Un tel forum permettrait à la société civile de jouer un rôle actif dans la défense des valeurs de l’Union, a-t-il lancé. Ce n’est qu’en formant une authentique alliance avec la société civile que l’Union pourra l’emporter sur les politiques nationales populistes. À défaut d’une telle alliance, nos concitoyens risquent d’être massivement la proie de la propagande et des informations trompeuses présentant le travail de la Commission comme une guerre politique menée par les technocrates bruxellois contre des nations souveraines, a-t-il souligné.

Dans son avis sur le plan d’action pour la démocratie, le CESE a recommandé à la Commission d’ajouter un pilier spécial consacré à la participation de la société civile et des partenaires sociaux ainsi qu’à la promotion de la démocratie du travail.

Pour le rapporteur de l’avis, Carlos Manuel Trindade, le CESE regrette que ledit plan n’ait pas abordé le rôle important du dialogue social et de la négociation collective pour réduire les inégalités et encourager les Européens à adhérer aux idéaux démocratiques.
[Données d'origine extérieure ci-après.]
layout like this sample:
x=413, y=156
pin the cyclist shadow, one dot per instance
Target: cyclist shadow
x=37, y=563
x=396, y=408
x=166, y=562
Pour défendre et renforcer la démocratie, nous avons besoin de faire participer tout le monde: la société civile, les citoyens et les partenaires sociaux, a-t-il affirmé. L’ajout au plan du quatrième pilier permettrait de valider et d’encourager la participation active des partenaires sociaux et des organisations de la société civile, ainsi que de promouvoir le dialogue social et civil à tous les niveaux, et sous toutes ses formes. Parce que les citoyens européens sont au cœur de la démocratie, il faut y parvenir: ils sont à la fois ses principaux bénéficiaires et ses principaux défenseurs.

Andris Gobiņš, le corapporteur de l’avis, a déclaré que le CESE venait avec une palette de mesures concrètes pour améliorer le plan, conforter l’état de droit et améliorer la démocratie européenne dans la réalité.

À l’intérieur de ce plan, un pilier distinct est nécessaire pour permettre des activités de la société civile qui ne se limitent pas aux élections, sachant que la démocratie représente bien plus qu’un passage par un bureau de vote tous les quatre ou cinq ans, a-t-il dit. Cela passe nécessairement par un soutien stratégique très net en termes de financement au titre du cadre financier pluriannuel (CFP) ou de la facilité pour la reprise et la résilience (RRF).

Parmi les autres propositions formulées dans l’avis du CESE, M. Gobiņš a insisté sur la nécessité d’un accord interinstitutionnel sur le dialogue civil avec la société civile européenne, conformément aux dispositions de l’article 11 du traité UE. Le CESE a aussi proposé d’inclure un nouveau chapitre au rapport sur l’état de droit pour que soit mené un travail de veille vis-à-vis de l’espace civique et du dialogue citoyen, qui sont mis sous pression depuis plusieurs années, avec un amenuisement de l’espace civil et une limitation des libertés d’association et de réunion pour de nombreuses organisations de la société civile partout en Europe.

 

CONTEXTE

Le plan présenté par la Commission en décembre, repose sur trois piliers: des élections libres et équitables, la liberté des médias et la lutte contre la désinformation. Il comprend un certain nombre de mesures visant à renforcer la démocratie, à garantir la sécurité des journalistes et à protéger le public contre toutes sortes de désinformation, lesquelles semblent avoir prospéré pendant la pandémie de COVID-19.

Le rapport de la Commission sur l’état de droit est publié chaque année pour tous les pays de l’Union européenne dans les domaines de la justice, de la lutte contre la corruption, de la liberté des médias et de l’équilibre des pouvoirs. Le deuxième rapport sera publié en septembre.

Fervent défenseur du respect des valeurs européennes, le CESE a publié un certain nombre d’avis sur l’état de droit et les évolutions démocratiques au sein de l’Union. Créé en 2018, le groupe Droits fondamentaux et état de droit (DFED) du CESE a effectué des visites dans plusieurs pays pour y évaluer la situation des droits fondamentaux, de la démocratie et de l’état de droit.